Der Individualismus ist vielleicht das prägendste Merkmal der modernen Bürgergesellschaft. Uniformität und Anpassung stehen im Gegensatz zum Wunsch nach Selbstverwirklichung. Der moderne Bürger möchte seine Einzigartigkeit auch öffentlich demonstrieren. Mit dem Individualismus geht auch die besondere Bedeutung der Freiheit einher. Erst die Freiheit ermöglicht es dem Individuum, seine Talente und Fähigkeiten zu entwickeln. Der moderne Freiheitsbegriff unterscheidet sich aber vom Freiheitsideal vergangener Jahrhunderte. Die Bedeutung der Freiheit und des Individuums haben den Liberalismus zu einem Wesensmerkmal des Bürgertums gemacht. Bürgerlich und liberal wurden lange Zeit fast synonym im Sinne von freiheitlich verwandt. Auch heute kennzeichnet den modernen Bürger eine Offenheit gegenüber dem Fremden und dem Neuen. Zu strenge Regeln werden abgelehnt. Der Wettbewerb im Allgemeinen befürwortet. Das Zuschaustellen einer liberalen Grundeinstellung ist auch in den bürgerlichen Vierteln des neuen Berlin eine alltägliche Übung.
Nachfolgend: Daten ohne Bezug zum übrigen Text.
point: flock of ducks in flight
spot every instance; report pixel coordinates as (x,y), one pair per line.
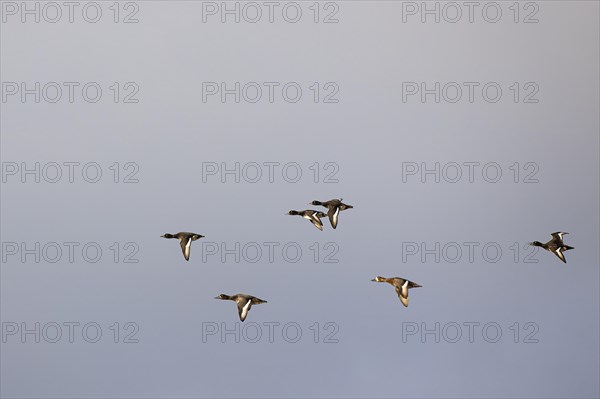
(334,207)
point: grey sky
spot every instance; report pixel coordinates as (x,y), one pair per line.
(368,134)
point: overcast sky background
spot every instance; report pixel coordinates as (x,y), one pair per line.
(369,133)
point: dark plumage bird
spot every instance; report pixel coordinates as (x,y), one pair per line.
(555,245)
(313,216)
(243,301)
(334,207)
(185,240)
(401,285)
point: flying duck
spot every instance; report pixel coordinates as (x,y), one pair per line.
(334,207)
(243,301)
(555,245)
(401,285)
(313,216)
(185,239)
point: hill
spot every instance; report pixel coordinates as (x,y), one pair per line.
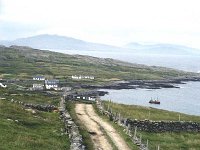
(56,42)
(25,62)
(162,49)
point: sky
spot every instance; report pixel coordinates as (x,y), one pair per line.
(115,22)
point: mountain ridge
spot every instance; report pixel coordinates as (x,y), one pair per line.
(62,43)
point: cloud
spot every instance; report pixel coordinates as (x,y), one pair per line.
(13,30)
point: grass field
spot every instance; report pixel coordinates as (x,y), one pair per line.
(167,140)
(23,130)
(23,64)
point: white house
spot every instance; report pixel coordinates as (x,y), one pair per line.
(40,78)
(51,84)
(82,77)
(38,87)
(2,85)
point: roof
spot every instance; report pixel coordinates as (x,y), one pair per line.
(38,77)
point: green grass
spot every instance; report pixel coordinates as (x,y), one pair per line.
(87,141)
(141,113)
(34,97)
(119,129)
(31,131)
(167,140)
(24,64)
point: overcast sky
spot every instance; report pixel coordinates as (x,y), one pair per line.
(115,22)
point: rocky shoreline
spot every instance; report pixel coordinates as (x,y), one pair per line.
(143,84)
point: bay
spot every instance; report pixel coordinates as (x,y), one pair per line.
(185,99)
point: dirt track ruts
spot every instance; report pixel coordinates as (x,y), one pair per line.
(96,126)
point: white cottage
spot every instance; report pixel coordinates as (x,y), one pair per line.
(51,84)
(39,78)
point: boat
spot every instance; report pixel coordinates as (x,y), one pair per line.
(154,101)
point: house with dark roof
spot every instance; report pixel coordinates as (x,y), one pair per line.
(39,78)
(51,84)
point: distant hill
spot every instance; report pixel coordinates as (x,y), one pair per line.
(25,62)
(55,42)
(162,49)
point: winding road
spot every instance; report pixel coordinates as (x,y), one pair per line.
(97,128)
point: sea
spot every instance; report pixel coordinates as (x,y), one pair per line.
(185,99)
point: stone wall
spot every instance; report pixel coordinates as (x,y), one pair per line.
(70,128)
(163,126)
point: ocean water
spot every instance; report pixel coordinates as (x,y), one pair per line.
(185,99)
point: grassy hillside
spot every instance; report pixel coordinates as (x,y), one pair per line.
(23,62)
(21,129)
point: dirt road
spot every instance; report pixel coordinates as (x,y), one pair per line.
(97,126)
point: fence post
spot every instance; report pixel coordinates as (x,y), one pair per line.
(135,132)
(147,145)
(158,147)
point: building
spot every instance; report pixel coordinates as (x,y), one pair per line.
(38,87)
(51,84)
(82,77)
(65,89)
(39,78)
(2,85)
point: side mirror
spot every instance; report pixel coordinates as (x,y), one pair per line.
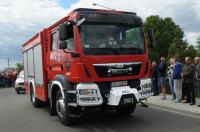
(151,37)
(63,32)
(63,45)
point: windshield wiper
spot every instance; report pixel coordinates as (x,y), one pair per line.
(103,50)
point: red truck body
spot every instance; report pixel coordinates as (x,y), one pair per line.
(44,62)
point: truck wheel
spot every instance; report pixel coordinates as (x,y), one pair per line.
(36,102)
(126,110)
(63,110)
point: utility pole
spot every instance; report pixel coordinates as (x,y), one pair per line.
(8,63)
(94,4)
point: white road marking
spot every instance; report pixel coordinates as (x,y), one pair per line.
(180,113)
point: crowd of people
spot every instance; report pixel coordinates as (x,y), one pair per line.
(7,79)
(183,79)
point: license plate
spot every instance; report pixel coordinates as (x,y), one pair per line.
(128,100)
(119,83)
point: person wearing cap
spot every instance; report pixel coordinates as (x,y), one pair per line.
(161,76)
(188,78)
(171,79)
(197,75)
(154,78)
(177,80)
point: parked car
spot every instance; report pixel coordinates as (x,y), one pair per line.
(19,83)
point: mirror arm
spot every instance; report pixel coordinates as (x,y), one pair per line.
(64,50)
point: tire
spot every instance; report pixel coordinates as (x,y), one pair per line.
(63,111)
(36,102)
(126,110)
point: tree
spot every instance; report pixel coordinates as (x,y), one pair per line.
(168,37)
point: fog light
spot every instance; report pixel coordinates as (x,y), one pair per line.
(87,91)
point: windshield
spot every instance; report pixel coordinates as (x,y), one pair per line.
(111,39)
(21,74)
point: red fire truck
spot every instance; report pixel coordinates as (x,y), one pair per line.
(90,58)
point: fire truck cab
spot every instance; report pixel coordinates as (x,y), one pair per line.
(90,58)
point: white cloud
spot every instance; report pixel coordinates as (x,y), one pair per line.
(21,19)
(184,12)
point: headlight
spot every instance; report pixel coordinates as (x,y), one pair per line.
(87,91)
(145,83)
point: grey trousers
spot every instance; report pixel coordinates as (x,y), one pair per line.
(178,88)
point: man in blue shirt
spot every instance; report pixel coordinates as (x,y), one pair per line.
(177,80)
(161,76)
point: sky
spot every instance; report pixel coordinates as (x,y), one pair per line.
(21,19)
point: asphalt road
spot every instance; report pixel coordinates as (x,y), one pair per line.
(18,115)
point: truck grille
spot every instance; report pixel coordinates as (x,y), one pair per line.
(117,69)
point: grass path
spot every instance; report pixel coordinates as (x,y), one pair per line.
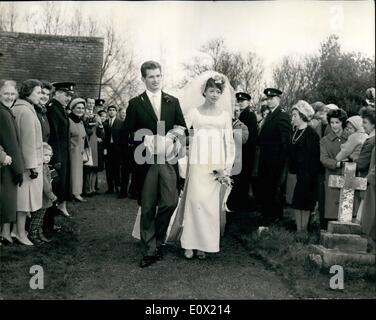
(105,263)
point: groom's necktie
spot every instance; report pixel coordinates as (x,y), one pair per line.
(154,104)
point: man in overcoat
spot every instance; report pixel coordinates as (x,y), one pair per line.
(156,113)
(274,137)
(59,140)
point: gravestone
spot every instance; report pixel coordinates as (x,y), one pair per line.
(343,243)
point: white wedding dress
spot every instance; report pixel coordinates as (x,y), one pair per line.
(212,148)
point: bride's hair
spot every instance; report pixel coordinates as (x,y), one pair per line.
(214,82)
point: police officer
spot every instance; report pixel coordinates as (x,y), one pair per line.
(239,199)
(274,137)
(59,140)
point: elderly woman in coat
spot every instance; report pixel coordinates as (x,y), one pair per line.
(11,175)
(77,145)
(29,196)
(304,161)
(368,220)
(330,146)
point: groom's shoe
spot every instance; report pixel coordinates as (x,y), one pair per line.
(159,253)
(147,261)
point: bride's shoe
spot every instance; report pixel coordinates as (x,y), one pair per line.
(188,254)
(25,241)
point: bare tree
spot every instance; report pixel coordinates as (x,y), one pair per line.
(245,73)
(9,16)
(76,26)
(297,77)
(51,18)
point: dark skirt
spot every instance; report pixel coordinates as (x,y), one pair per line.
(8,196)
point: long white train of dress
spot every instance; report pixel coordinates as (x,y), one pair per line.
(212,148)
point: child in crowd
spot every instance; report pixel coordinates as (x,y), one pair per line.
(36,224)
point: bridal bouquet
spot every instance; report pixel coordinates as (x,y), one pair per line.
(222,178)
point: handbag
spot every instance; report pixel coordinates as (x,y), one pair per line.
(87,155)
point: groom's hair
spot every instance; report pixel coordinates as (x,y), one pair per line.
(149,65)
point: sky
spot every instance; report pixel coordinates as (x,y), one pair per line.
(172,31)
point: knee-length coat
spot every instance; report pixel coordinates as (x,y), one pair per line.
(30,193)
(368,222)
(60,142)
(77,144)
(304,161)
(8,189)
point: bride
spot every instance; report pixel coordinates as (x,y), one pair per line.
(207,104)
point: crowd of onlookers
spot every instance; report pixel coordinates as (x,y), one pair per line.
(288,159)
(53,145)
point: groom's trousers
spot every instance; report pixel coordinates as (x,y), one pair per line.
(159,190)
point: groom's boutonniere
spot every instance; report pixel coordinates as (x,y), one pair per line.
(222,178)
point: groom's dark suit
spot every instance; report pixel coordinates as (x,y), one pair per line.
(157,183)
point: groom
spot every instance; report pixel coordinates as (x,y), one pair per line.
(157,180)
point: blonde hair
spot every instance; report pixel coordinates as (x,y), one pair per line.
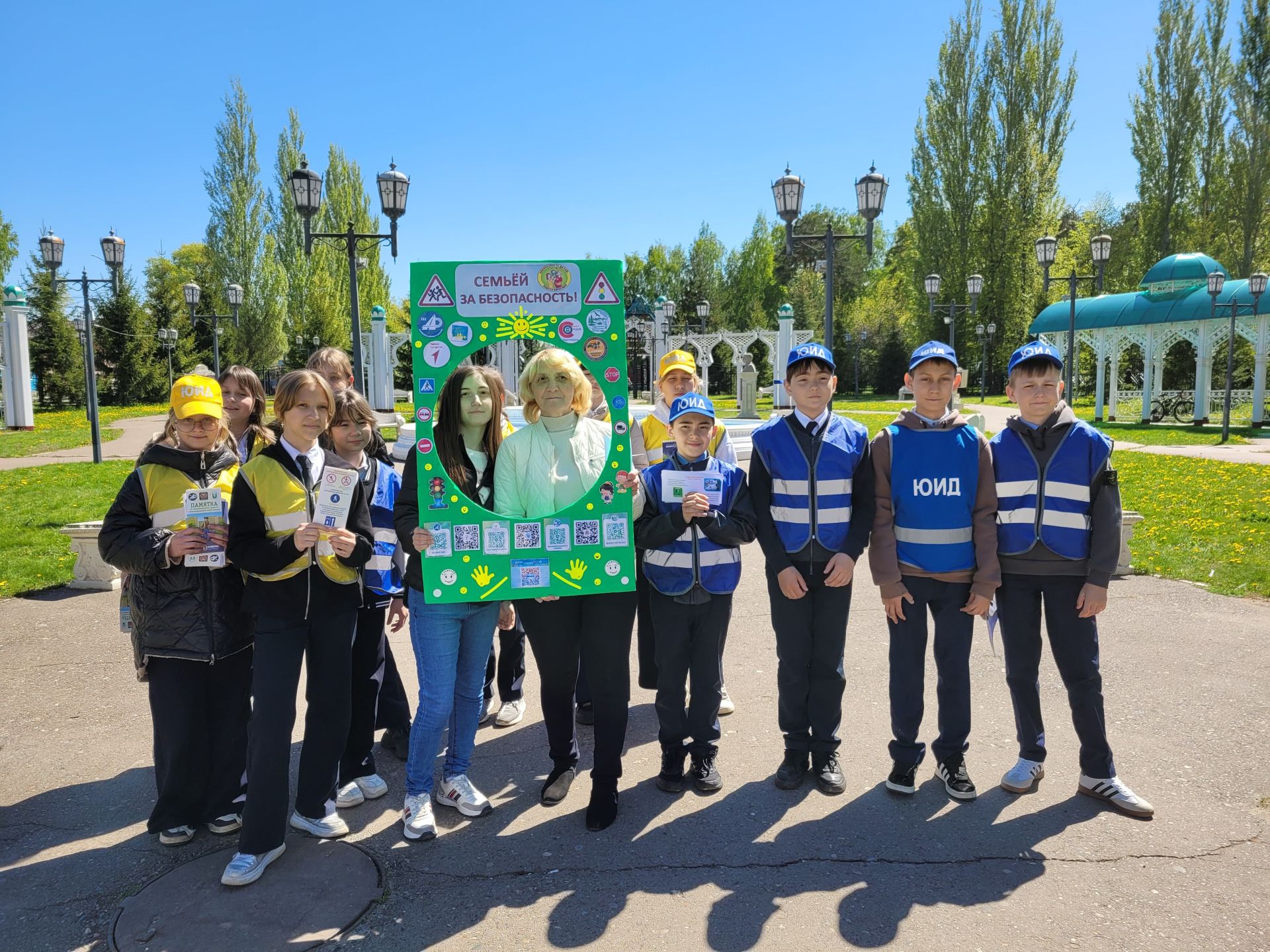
(332,358)
(554,360)
(287,394)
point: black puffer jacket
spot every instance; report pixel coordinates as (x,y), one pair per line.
(177,612)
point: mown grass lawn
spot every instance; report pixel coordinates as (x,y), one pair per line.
(1206,521)
(65,429)
(34,504)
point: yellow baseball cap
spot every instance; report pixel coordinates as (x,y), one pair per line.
(194,394)
(676,361)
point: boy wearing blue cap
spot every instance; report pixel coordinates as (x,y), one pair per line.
(1058,535)
(934,547)
(812,485)
(691,531)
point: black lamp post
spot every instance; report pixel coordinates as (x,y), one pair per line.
(1256,287)
(1100,249)
(306,193)
(51,251)
(168,338)
(234,294)
(984,335)
(870,198)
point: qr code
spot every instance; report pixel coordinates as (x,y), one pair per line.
(529,535)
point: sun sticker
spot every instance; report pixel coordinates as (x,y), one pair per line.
(523,325)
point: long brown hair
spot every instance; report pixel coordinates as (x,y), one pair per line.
(247,380)
(448,430)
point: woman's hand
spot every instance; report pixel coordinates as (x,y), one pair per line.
(397,615)
(421,539)
(342,541)
(306,536)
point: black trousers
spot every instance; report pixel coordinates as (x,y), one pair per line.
(597,630)
(690,645)
(366,664)
(200,714)
(508,666)
(954,630)
(1075,644)
(394,710)
(810,637)
(324,643)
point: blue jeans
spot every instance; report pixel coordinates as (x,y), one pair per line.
(451,644)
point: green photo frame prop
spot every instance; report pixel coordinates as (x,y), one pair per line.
(460,307)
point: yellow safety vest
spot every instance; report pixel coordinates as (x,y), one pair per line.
(656,433)
(165,493)
(285,507)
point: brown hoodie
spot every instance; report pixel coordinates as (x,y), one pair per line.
(883,561)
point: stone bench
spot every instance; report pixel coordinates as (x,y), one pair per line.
(91,571)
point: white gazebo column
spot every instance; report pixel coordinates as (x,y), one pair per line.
(1148,372)
(1100,349)
(1259,370)
(1203,370)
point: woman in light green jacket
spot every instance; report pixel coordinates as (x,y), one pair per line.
(541,469)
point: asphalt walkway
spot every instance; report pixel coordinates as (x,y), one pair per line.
(1188,681)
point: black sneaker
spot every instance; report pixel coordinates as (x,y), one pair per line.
(671,778)
(828,774)
(956,781)
(793,770)
(705,775)
(904,779)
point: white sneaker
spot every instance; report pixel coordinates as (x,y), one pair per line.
(726,702)
(230,823)
(331,826)
(247,867)
(349,795)
(177,836)
(1114,791)
(488,711)
(462,796)
(417,818)
(509,714)
(1021,777)
(372,786)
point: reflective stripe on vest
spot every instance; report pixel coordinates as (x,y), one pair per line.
(284,504)
(165,489)
(381,573)
(656,433)
(837,456)
(1053,506)
(675,568)
(934,479)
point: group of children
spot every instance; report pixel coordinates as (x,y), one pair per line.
(956,526)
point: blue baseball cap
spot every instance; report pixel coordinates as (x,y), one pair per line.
(933,350)
(691,404)
(1038,348)
(810,350)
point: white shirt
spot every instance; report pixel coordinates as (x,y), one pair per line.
(317,457)
(820,420)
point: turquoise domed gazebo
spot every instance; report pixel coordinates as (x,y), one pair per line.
(1173,305)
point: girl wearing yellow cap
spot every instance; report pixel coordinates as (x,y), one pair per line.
(190,641)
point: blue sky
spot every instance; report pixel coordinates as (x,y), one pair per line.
(527,130)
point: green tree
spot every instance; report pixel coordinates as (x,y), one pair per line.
(126,348)
(1165,130)
(56,353)
(238,235)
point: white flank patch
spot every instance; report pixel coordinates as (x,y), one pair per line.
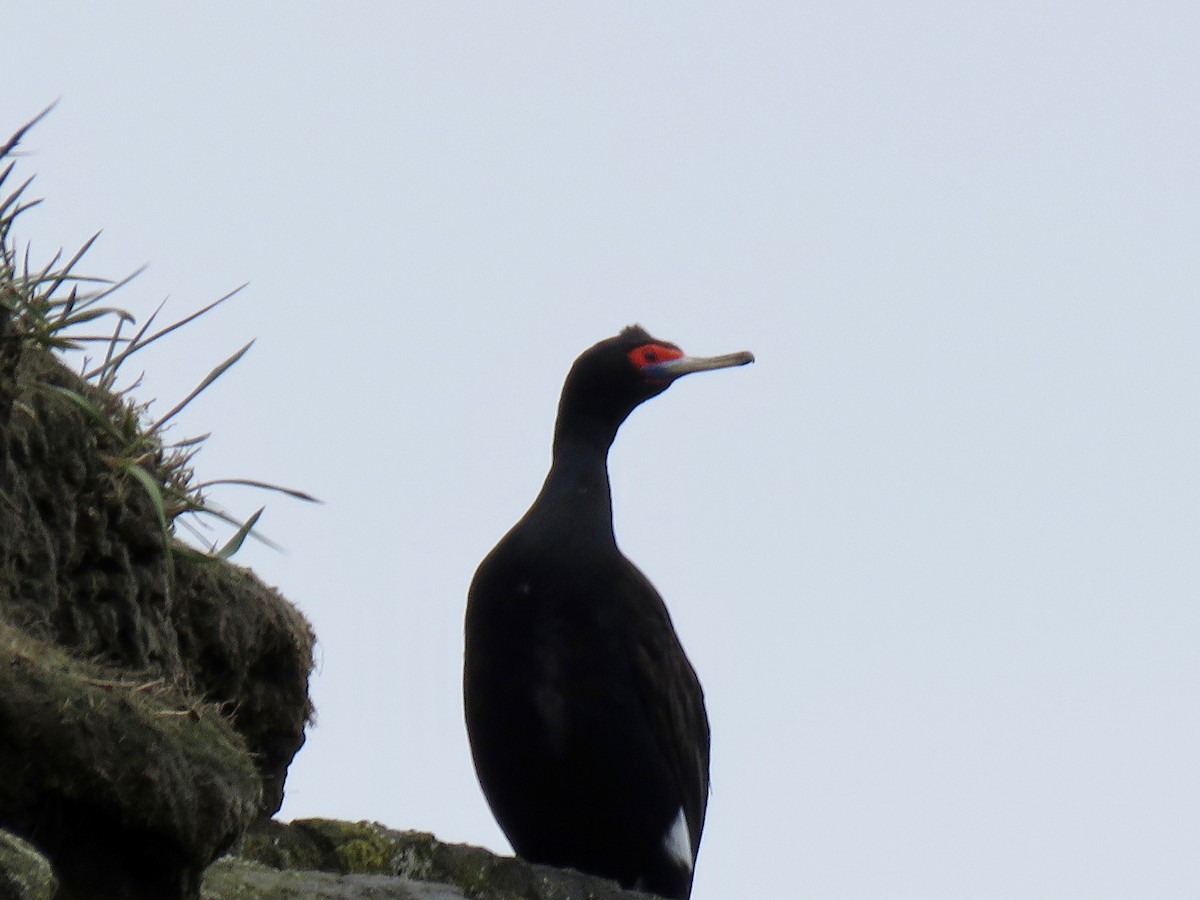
(677,841)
Schon in den Anfängen des modernen Bürgertums spielte die Bildung eine besondere Rolle. Sie war der Schlüssel zum Aufstieg in gehobene Positionen in Staat und Gesellschaft. Nicht durch Privilegien oder Herkunft, sondern über Fleiß und Leistung konnte der Bürger in der Gesellschaft aufsteigen. Bildung war und ist ein bürgerliches Statussymbol.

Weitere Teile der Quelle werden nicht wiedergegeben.